日本に比べてカンボジアの金利は数百倍高い上、カンボジアに移住すれば居住者扱いですのでどの銀行でも口座開設できますし、税金でも優遇されます。どう考えても口座を開設すべきです。私も複数の銀行で開設しています。
カンボジアの銀行口座開設の仕方
口座開設に必要な書類や手続などは銀行によって異なります。いくつかの銀行について以下に記しますが、実際にどうなのかは下見旅行の際にご自身でシェムリアップの銀行をまわって情報収集してください。自分の資産は自分で守るものです。
Acleda Bank
- 必要なもの
- パスポート
- ビザ
- Certify Letter of Residence in SiemReap
- 携帯電話番号
- パスポートサイズの顔写真2枚
- Certify Letter of Residence in SiemReapは居住証明書
- 空港の近くのImmigration Policeで発行してもらえる
- 賃貸契約書では正式な証明書とみなされない
- 年間最低2回の取り引きが必要
- 2回未満だと口座凍結され再開の手続きが必要
- VISAデビットカードが発行できる
- 年会費10.8ドル
- 預金残高が50ドル以上必要
- 仮に口座に1,000ドルあったら950ドルまでしか使えない
- VISAデビット機能を解除すれば50ドルを引き出せる
Advanced Bank of Asia
- 必要なもの
- パスポート
- ビザ
- 賃貸契約書
- 携帯電話番号
- メールアドレス
- 最低預金額は10ドル
- キャッシュカードの発行手数料は8ドル
- 年会費8ドルでVISAのデビットカード機能を付加できる
- カードの有効期限は5年
- 有効期限が過ぎたら新カードを8ドルで発行
- 1回の引き出し上限1,000ドル、1日5回まで
- 海外での引き出し手数料は2%
- VISAではなく銀聯にすればカード発行料、年会費とも無料
- 職業欄はTouristは不可、Retiredは可
- 口座開設時に紙の通帳が渡される
- カードの引き渡しは1週間後
- その場でATMを使って暗証番号を変更できる
Phnom Penh Commercial Bank
- 必要なもの
- パスポート
- ビザ
- 賃貸契約書
- 携帯電話番号
- メールアドレス
- 開設時に1,000ドル以上預金すればカード発行料は無料
- カードの引き渡しは1週間後
- 海外での引き出しはできない
- VISAデビットカードが発行できる
- 発行時に100ドル以上の預金が必要
- 残高が10ドル未満になるとカードが凍結
- 年会費5ドル
- 1日の利用金額の上限は2,000ドル
- 1日の利用回数の上限は購買が10回、ATMが6回
- 有効期限は3年、カードの再発行料は5ドル
カンボジアのATM
カンボジアの銀行にもATMはあります。シェムリアップでもあちこちでATMを見かけます。日本のATMと同じようにキャッシュカードを入れて暗証番号を入力すると、残高照会をしたり預金を引出したりすることができます。

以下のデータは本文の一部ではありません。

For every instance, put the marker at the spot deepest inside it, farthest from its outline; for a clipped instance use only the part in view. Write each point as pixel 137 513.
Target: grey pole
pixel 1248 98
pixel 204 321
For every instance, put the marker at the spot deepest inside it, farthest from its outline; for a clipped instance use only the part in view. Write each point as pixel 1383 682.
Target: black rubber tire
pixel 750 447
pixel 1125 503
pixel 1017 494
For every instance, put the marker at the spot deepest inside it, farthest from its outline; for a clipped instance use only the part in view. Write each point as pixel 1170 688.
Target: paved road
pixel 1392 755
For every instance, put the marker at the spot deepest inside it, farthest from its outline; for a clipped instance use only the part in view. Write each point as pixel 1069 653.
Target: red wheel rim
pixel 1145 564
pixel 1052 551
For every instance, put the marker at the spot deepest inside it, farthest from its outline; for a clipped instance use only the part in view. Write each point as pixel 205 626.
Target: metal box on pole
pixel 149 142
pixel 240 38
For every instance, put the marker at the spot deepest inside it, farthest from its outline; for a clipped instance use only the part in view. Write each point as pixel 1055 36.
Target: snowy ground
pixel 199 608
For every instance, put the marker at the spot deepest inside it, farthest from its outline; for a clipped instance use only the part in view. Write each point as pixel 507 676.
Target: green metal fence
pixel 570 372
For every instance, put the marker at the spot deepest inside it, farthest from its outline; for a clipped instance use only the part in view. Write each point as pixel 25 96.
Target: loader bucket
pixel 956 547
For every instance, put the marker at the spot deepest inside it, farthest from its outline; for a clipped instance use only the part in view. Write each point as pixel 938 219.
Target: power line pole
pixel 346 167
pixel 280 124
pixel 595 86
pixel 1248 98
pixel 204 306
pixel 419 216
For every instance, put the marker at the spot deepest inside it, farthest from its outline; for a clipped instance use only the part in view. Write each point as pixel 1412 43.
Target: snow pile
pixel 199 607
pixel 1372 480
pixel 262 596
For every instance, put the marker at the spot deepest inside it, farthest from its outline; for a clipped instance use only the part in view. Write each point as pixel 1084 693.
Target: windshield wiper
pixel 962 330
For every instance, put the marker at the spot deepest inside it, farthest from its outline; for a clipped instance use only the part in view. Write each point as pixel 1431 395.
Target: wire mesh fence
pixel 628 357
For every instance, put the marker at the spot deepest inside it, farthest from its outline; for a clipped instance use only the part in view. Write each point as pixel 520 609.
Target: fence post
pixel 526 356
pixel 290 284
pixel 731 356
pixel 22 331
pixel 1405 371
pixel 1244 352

ただ、カンボジアに住んでらっしゃる日本人移住者のブログなどを拝見すると、入れたカードが出てこないとか、カードを返してもらうのに1週間以上かかったといった事例が散見されます。
戻ってこないということはないのでしょうが、それまで長々待たされることになりますし、何よりも灼熱のカンボジアでカードを取り戻すために、またわざわざ銀行まで行かなければならないかと思うと、それだけでうんざりした気持ちになります。
ですので私は基本的にATMは使わず、通帳を持って銀行に行き窓口で引き出すようにしています。